Loading Packages
library(tidyverse)
library(stringr)
library(broom)
library(ggthemes)
library(moments)
Sampling from vectors
Use the sample function to simulate 100000 dice rolls, storing the result in a vector called rolls. What proportion of rolls were each number?
rolls <- sample(1:6,100000, replace = TRUE)
table(rolls) / length(rolls)
## rolls
## 1 2 3 4 5 6
## 0.16662 0.16766 0.16726 0.16633 0.16593 0.16620
Using the rle() function, what are the most consecutive rolls with the same die value?
rle_result <- rle(rolls)
# Find the maximum length of consecutive values
max_consecutive <- max(rle_result$lengths)
# Print the maximum length
print(max_consecutive)
## [1] 7
What is the total number of runs of each length?
# Calculate the total number of runs of each length
runs_lengths <- table(rle_result$lengths)
# Print the results
print(runs_lengths)
##
## 1 2 3 4 5 6 7
## 69479 11587 1921 327 43 9 1
What is the ratio of the number of runs of length 2 compared to the number of runs of length 1? What about the number of runs of length 3 compared to 2?
# Calculate the ratio of runs of length 2 compared to length 1
ratio_2_to_1 <- runs_lengths[2] / runs_lengths[1]
# Calculate the ratio of runs of length 3 compared to length 2
ratio_3_to_2 <- runs_lengths[3] / runs_lengths[2]
# Print the results
print(ratio_2_to_1)
## 2
## 0.1667698
## 3
## 0.1657892
What are these ratios close to?
Answer: These are close to 1/6
You try
Randomly select 10 values from the fruit vector🍇🍉🍓🥝🍒that is available from the stringr package, and run your code several times. Does sample() use sampling with or without replacement by default?
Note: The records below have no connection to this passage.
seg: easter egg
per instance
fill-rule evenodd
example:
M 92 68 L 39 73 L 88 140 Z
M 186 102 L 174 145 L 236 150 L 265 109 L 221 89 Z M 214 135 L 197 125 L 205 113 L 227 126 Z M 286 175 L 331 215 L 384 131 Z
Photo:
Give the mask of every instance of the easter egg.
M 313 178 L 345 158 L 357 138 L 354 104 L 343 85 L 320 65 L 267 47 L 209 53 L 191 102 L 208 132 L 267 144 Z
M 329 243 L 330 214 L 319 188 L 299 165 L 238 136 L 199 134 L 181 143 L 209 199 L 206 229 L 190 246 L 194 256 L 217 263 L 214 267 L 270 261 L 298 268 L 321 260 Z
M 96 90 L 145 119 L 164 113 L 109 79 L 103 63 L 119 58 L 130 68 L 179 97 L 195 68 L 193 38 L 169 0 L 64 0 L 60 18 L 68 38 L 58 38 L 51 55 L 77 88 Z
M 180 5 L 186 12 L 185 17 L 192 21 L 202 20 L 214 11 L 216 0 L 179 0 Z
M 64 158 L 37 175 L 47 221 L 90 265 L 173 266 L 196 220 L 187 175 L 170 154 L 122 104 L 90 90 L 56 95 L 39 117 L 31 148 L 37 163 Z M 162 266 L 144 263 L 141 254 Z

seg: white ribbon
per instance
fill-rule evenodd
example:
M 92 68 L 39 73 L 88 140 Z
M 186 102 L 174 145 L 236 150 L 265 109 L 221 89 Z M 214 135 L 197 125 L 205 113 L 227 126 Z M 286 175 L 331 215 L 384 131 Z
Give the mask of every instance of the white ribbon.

## [1] "breadfruit" "satsuma" "apricot" "feijoa" "blackberry"
## [6] "bilberry" "blueberry" "coconut" "blackcurrant" "goji berry"
Randomly select 10 values from the fruit vector, sampling with replacement. Resample 10 fruits until you obtain at least one duplicate fruit within a sample.
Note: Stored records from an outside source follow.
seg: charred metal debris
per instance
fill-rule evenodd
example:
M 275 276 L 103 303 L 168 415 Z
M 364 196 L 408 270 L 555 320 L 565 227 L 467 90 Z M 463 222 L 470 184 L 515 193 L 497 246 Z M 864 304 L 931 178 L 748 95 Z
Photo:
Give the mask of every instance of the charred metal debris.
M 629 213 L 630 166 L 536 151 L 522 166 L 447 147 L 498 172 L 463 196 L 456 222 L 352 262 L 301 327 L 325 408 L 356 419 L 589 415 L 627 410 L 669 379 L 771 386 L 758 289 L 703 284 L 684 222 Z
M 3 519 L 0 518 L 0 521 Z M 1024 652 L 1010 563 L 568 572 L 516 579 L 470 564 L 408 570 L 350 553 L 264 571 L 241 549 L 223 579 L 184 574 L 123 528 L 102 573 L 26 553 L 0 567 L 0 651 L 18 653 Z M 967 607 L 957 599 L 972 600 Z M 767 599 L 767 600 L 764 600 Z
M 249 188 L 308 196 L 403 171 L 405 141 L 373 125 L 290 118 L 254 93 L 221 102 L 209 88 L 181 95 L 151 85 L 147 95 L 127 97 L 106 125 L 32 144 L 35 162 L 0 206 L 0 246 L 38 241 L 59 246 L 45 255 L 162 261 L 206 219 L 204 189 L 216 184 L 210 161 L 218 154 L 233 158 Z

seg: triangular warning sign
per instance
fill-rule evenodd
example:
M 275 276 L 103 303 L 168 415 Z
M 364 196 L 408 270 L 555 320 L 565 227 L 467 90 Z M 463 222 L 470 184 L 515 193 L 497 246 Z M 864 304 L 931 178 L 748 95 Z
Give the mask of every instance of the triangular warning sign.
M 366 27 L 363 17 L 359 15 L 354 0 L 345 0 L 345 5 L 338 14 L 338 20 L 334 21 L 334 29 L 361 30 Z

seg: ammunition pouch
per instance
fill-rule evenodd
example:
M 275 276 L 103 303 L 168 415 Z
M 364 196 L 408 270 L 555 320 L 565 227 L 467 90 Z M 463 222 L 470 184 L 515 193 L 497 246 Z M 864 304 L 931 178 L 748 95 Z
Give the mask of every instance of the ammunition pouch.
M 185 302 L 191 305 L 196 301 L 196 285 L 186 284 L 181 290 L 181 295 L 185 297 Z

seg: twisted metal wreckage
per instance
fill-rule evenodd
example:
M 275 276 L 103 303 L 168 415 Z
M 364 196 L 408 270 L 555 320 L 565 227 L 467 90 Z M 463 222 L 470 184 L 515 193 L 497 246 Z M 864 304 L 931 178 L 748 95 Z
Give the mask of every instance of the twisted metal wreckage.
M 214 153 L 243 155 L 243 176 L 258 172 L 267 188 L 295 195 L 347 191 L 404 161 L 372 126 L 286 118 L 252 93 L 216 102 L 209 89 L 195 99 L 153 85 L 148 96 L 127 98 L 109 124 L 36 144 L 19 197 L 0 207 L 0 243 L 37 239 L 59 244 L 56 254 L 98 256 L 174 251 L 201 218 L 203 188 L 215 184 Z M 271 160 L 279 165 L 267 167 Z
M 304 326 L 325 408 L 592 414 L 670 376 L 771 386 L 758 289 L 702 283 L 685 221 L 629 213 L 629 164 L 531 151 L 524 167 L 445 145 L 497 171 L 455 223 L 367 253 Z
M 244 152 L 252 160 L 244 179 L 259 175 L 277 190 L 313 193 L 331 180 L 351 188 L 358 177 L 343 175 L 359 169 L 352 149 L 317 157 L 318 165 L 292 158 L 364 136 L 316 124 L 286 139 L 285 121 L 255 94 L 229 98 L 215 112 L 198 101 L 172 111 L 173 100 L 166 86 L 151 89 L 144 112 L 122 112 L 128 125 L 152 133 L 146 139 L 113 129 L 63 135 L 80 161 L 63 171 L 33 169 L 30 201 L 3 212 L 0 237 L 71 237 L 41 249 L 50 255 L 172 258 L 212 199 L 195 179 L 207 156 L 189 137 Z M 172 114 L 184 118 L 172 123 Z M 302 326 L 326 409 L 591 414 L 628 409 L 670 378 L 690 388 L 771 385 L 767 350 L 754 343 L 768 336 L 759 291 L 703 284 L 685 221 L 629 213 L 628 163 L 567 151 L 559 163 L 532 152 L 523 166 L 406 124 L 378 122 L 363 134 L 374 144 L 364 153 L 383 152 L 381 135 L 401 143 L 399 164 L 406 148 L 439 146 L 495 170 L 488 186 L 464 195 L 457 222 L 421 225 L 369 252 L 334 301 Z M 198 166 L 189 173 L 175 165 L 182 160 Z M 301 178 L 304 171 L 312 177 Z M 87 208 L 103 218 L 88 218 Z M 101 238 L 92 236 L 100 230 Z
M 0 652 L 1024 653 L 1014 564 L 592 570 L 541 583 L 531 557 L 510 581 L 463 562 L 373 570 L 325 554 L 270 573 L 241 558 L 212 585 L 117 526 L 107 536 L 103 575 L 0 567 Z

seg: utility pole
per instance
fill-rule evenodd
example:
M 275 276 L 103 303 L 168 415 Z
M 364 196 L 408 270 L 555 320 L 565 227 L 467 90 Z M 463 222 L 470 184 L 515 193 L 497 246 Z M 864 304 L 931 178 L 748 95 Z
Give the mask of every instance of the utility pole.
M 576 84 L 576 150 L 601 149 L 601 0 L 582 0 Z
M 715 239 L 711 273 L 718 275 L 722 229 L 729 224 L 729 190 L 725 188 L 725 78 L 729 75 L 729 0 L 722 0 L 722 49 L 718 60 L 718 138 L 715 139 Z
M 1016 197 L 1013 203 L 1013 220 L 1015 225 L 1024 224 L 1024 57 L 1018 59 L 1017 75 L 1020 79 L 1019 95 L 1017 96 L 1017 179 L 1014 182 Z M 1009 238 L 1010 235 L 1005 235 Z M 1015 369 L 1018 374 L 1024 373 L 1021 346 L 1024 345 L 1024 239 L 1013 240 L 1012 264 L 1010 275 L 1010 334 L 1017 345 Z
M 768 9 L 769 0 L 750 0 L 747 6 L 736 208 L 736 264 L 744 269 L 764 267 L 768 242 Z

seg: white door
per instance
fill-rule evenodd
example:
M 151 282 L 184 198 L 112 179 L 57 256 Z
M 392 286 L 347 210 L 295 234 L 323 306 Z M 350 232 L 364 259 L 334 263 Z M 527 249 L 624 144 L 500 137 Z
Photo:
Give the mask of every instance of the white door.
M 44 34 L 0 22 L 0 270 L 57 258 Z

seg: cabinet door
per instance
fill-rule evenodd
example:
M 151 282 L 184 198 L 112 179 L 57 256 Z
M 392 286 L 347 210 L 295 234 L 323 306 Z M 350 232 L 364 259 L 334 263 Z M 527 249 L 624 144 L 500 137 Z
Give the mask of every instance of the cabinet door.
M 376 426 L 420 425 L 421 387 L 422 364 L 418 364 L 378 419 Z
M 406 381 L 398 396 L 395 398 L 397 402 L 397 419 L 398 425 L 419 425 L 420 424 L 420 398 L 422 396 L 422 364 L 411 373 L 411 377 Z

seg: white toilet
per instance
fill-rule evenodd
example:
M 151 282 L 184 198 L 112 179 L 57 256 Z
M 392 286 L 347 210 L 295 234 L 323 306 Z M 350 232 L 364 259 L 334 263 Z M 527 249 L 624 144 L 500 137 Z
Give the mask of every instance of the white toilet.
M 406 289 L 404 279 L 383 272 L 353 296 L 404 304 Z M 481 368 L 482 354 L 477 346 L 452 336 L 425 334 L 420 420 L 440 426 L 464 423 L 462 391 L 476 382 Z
sample(fruit, size=10, replace=TRUE)
## [1] "apple" "watermelon" "banana" "grape" "huckleberry"
## [6] "date" "date" "blueberry" "raisin" "lemon"
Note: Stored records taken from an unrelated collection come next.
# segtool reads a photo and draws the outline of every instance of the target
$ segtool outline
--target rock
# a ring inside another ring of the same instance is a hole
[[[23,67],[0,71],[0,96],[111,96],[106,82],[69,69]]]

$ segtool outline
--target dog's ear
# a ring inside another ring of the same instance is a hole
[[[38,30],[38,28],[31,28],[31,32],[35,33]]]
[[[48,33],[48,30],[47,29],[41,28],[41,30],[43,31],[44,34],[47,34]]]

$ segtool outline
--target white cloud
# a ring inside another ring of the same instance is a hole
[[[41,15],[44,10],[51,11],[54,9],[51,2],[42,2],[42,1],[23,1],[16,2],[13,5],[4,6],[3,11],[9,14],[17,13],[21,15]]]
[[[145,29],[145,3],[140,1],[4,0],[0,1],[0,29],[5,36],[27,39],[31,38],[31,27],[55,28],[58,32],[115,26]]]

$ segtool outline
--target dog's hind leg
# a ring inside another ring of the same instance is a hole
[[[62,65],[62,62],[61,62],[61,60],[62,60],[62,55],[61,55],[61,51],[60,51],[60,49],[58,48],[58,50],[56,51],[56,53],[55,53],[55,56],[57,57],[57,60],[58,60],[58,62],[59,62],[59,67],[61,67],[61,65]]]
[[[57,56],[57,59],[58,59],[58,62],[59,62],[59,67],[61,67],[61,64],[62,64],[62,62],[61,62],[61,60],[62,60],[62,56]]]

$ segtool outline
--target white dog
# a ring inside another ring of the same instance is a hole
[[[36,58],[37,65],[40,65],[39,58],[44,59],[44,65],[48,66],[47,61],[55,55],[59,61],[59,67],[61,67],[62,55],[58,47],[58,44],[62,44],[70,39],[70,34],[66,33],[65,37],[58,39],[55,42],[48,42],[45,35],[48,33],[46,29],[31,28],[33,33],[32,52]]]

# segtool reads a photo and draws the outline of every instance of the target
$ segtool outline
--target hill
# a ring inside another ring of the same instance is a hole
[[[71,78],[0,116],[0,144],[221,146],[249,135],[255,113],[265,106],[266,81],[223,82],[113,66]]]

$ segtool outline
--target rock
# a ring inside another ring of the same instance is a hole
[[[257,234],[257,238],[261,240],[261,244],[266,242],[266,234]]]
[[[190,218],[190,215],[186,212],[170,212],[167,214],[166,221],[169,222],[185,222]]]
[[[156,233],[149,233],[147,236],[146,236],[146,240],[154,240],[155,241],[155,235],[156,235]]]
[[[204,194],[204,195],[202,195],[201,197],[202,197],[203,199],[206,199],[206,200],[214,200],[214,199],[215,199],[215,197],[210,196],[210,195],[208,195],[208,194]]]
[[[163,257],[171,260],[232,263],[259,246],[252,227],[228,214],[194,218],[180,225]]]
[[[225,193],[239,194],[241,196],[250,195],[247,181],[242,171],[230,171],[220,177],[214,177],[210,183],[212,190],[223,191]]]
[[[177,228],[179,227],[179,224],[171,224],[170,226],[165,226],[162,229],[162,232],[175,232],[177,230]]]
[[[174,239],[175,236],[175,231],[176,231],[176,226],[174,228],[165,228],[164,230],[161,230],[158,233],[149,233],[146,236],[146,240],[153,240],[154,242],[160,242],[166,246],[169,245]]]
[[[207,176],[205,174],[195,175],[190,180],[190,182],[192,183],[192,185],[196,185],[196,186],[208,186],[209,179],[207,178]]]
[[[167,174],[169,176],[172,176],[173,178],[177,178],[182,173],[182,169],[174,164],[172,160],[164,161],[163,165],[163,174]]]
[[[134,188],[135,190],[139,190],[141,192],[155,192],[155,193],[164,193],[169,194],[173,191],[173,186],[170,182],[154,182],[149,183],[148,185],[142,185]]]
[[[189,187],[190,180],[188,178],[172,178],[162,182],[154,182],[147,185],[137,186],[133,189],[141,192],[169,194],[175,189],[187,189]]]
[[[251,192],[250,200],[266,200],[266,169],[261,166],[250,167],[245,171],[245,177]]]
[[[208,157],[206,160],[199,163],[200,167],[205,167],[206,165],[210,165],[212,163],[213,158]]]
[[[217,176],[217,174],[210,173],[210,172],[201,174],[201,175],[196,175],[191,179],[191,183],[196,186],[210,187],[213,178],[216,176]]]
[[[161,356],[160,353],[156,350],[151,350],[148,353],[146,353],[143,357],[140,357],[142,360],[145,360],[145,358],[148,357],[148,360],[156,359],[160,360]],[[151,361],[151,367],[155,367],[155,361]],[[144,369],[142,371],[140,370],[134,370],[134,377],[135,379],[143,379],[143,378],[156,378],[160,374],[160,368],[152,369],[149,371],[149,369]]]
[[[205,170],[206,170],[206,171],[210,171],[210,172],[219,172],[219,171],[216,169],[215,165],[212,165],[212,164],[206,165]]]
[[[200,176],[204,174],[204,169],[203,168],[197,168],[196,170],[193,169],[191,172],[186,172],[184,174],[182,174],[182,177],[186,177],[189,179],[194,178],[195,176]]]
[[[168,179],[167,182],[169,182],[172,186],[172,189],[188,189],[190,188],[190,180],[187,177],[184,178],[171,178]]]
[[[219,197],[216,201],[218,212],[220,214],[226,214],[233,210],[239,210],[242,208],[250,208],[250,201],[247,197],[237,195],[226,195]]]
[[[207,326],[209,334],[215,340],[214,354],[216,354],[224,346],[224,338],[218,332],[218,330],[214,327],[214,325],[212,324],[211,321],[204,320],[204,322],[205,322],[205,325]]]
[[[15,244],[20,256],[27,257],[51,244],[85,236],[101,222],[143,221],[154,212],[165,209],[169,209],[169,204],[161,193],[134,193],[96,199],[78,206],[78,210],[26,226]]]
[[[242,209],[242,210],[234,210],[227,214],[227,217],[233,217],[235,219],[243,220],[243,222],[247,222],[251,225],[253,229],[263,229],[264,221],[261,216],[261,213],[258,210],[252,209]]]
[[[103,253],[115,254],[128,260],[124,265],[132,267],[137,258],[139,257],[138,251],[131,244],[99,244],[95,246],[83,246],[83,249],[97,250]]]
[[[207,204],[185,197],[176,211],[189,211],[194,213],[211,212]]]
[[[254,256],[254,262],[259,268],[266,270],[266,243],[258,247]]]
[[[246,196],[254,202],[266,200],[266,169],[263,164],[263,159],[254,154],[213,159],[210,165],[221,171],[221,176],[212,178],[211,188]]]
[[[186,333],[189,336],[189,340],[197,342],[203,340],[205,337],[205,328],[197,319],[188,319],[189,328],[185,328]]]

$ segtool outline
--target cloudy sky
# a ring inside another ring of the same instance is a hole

Set the seed value to 1989, and then sample 13 values from the fruit vector to reproduce the results below.
set.seed(1989)
sample(fruit, size = 13)
## [1] "salal berry" "purple mangosteen" "durian"
## [4] "rambutan" "breadfruit" "currant"
## [7] "tamarillo" "blackberry" "raisin"
## [10] "dragonfruit" "chili pepper" "avocado"
## [13] "mango"
Sampling from distributions
# Set ggplot theme for visualizations
theme_set(ggthemes::theme_few())
# Set parameters that will be passed to `stat_function()`
n <- 1000
mean <- 0
sd <- 1
binwidth <- 0.3 # passed to geom_histogram and stat_function
myData <- data.frame(x = rnorm(n, mean, sd))
ggplot(myData, aes(x = x, mean = mean, sd = sd, binwidth = binwidth, n = n)) + geom_histogram(aes(y = ..density..), binwidth = binwidth,
colour = "white", fill = "cornflowerblue", size = 0.1) +
stat_function(fun = function(x) dnorm(x, mean = mean, sd = sd),
color = "firebrick", size = 1) +
labs(title = "Standard normal distribution",
x = "Value",
y = "Density") +
scale_y_continuous(limits = c(0, 0.5), expand = c(0, 0))

Also calculate an estimate of the 97.5th percentile of the standard normal distributionusing the quantile() function. Note that the exact value of the 97.5th percentile can be found using qnorm(p = 0.975).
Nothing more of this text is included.